Re: VCS comparison table

Carl Worth <cworth@xxxxxxxxxx> · Fri, 20 Oct 2006 14:48:52 -0700

On Thu, 19 Oct 2006 21:06:40 -0400, Aaron Bentley wrote:
> I understand your argument now.

Well, I'm glad to know we each feel like we are communicating at
times, here.

>                                  It's nothing to do with numbers per se,
> and all about per-branch namespaces.  Correct?

The entire discussion is about how to name things in a distributed
system. The premise that Linus has put forth in a very compelling way,
is that attempting to use sequential numbers for names in a
distributed system will break down. The breakdown could be that the
names are not stable, or that the system is used in a centralized way
to avoid the instability of the names.

Now, that causality might not accurately describe the way bzr has
developed. It may be that the centralization bias was determined by
other reasons, and that given those, using sequential numbers for
names makes perfect sense.

But it really is fundamental and unavoidable that sequential numbers
don't work as names in a distributed version control system.

> I meant that the active branch and a mirror of the abandoned branch
> could be stored in the same repository, for ease of access.

Granted, everything can be stored in one repository. But that still
doesn't change what I was trying to say with my example. One of the
repositories would "win" (the names it published during the fork would
still be valid). And the other repository would "lose" (the names it
published would be not valid anymore). Right?

Now, maybe there's some "simple" mapping from old names to new names
for the losing repository, (something like adding a prefix of
"losers/" to the beginning of the names or something or adding a "15."
prefix or whatever). The point is that the old names are
invalidated. And there's no way to guarantee this kind of change won't
happen in the future, (no matter how old a project is).

I constructed that example to show that the naming has a social impact
in forcing a distinction between winners and losers in the merge, (or
mainline and side branch, or whatever you want to name the
distinction). The two re-joining projects could be really amiable,
create a new virgin mainline and treat both histories as side
branches. In this version, everyone loses as all the old names are
invalidated.

> Bazaar encourages you to stick lots and lots of branches in your
> repository.  They don't even have to be related.  For example, my repo
> contains branches of bzr, bzrtools, Meld, and BazaarInspect.

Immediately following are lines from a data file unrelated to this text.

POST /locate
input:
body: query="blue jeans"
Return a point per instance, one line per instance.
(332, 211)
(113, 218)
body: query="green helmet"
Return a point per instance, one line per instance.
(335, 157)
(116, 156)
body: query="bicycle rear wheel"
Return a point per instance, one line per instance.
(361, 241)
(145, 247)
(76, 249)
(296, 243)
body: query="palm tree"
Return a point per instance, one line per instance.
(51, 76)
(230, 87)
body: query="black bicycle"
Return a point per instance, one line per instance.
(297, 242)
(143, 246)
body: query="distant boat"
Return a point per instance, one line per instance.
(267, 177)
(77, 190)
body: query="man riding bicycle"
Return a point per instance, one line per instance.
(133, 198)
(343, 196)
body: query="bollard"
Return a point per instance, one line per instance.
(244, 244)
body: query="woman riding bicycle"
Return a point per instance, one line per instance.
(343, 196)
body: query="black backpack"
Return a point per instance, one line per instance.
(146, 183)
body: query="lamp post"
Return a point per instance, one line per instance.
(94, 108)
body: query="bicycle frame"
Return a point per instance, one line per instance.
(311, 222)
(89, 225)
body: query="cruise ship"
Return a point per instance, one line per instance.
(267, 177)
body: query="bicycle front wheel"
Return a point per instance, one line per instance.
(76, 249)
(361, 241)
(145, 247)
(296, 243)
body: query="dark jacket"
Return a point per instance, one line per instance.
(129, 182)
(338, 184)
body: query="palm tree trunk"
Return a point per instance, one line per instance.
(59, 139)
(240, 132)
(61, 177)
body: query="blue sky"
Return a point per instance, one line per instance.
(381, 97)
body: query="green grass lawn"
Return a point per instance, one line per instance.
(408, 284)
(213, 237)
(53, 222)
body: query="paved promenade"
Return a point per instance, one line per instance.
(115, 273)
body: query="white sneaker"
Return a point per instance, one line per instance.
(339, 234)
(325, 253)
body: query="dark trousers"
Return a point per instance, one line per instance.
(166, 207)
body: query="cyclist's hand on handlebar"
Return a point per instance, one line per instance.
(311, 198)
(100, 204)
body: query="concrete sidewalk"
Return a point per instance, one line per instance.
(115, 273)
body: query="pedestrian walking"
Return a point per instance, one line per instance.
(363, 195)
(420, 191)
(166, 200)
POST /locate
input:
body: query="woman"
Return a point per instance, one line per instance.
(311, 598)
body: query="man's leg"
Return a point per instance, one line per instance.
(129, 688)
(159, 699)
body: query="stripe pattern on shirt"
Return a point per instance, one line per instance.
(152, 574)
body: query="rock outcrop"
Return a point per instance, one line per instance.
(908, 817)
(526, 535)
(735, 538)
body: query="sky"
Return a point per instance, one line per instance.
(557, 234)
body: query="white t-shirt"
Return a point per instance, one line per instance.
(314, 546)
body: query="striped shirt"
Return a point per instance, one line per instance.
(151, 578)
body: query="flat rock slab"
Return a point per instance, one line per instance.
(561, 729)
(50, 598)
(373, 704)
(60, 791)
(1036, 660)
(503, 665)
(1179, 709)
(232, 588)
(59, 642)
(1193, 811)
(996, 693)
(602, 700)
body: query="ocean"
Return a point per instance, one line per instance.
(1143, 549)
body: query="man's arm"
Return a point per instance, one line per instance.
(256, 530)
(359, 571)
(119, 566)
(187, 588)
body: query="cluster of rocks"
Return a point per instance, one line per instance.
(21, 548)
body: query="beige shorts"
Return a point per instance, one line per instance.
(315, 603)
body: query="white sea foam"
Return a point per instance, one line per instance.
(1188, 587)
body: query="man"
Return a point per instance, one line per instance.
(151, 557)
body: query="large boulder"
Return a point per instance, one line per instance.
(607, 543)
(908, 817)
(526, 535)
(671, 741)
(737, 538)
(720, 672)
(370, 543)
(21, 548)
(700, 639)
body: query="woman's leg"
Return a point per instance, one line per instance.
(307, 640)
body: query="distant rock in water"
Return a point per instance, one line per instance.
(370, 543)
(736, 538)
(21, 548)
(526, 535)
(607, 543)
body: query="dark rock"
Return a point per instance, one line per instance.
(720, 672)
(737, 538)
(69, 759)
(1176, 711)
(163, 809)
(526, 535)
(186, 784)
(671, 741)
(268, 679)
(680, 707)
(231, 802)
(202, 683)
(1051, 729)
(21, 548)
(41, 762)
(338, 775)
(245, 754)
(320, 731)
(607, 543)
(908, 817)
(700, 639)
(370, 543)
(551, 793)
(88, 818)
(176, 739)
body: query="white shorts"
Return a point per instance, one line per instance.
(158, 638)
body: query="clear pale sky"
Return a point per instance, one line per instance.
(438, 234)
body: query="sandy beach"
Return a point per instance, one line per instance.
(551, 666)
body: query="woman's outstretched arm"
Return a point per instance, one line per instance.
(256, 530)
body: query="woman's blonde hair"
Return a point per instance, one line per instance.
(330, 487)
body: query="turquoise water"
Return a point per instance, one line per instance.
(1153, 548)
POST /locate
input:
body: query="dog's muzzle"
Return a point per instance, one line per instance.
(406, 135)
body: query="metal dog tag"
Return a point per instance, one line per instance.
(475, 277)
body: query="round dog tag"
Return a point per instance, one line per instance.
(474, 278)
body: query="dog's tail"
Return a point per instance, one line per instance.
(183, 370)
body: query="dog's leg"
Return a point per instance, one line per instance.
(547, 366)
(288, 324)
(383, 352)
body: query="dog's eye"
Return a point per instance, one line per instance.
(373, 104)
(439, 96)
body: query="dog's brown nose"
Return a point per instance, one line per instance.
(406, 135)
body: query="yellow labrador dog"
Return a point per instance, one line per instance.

Git allows this just fine. And lots of branches belonging to a single
project is definitely the common usage. It is not common (nor
encouraged) for unrelated projects to share a repository, since a git
clone will fetch every branch in the repository. common for a single
base URL to provide a common basis for a hierarchy of git
repositories, (see, for example http://repo.or.cz/), and that may
provide similar benefits.

I'm noticing another terminology conflict here. The notion of "branch"
in bzr is obviously very different than in git. For example the bzr
man page has a sentence beginning with "if there is already a branch
at the location but it has no working tree". I'm still not sure
exactly what a bzr branch is, but it's clearly something different
from a git branch, (which is absolutely nothing more than a name
referencing a particular commit object). [Note: after playing with it
a bit more down below, a bzr "branch" appears to be something like a
git "repository" that can only hold a single branch.]

> I can see where you're coming from, but to me, the trade-off seems
> worthwhile.  Because historical data gets less and less valuable the
> older it gets.  By the time the URL for a branch goes dark, there's
> unlikely to be any reason to refer to one of its revisions at all.

I strongly disagree on this point. One, I don't think that the "time
for a branch to go dark" is necessarily long, (or if it is, then
that's another barrier that's setup against distributed
development---people have to have a long-term repository before they
can usefully start publishing a branch). Second, I'm not comfortable
with any limit on usefulness of history. Would you willingly throw
away commits, mailing list posts, or closed bug reports older than any
given age for any projects that you care about?

> When you create a new branch from scratch, the number starts at zero.
> If you copy a branch, you copy its number, too.
>
> Every time you commit, the number is incremented.  If you pull, your
> numbers are adjusted to be identical to those of the branch you pulled from.
>
> Is that really complicated?

OK. So now I had to actually try things out. I went ahead and
installed bzr and was able to init and commit from the man page. I had
to go to IRC to figure out how to create and change branches, (the
documentation for "bzr branch" just said FROM_LOCATION and TO_LOCATION
and I couldn't figure out what to pass for those).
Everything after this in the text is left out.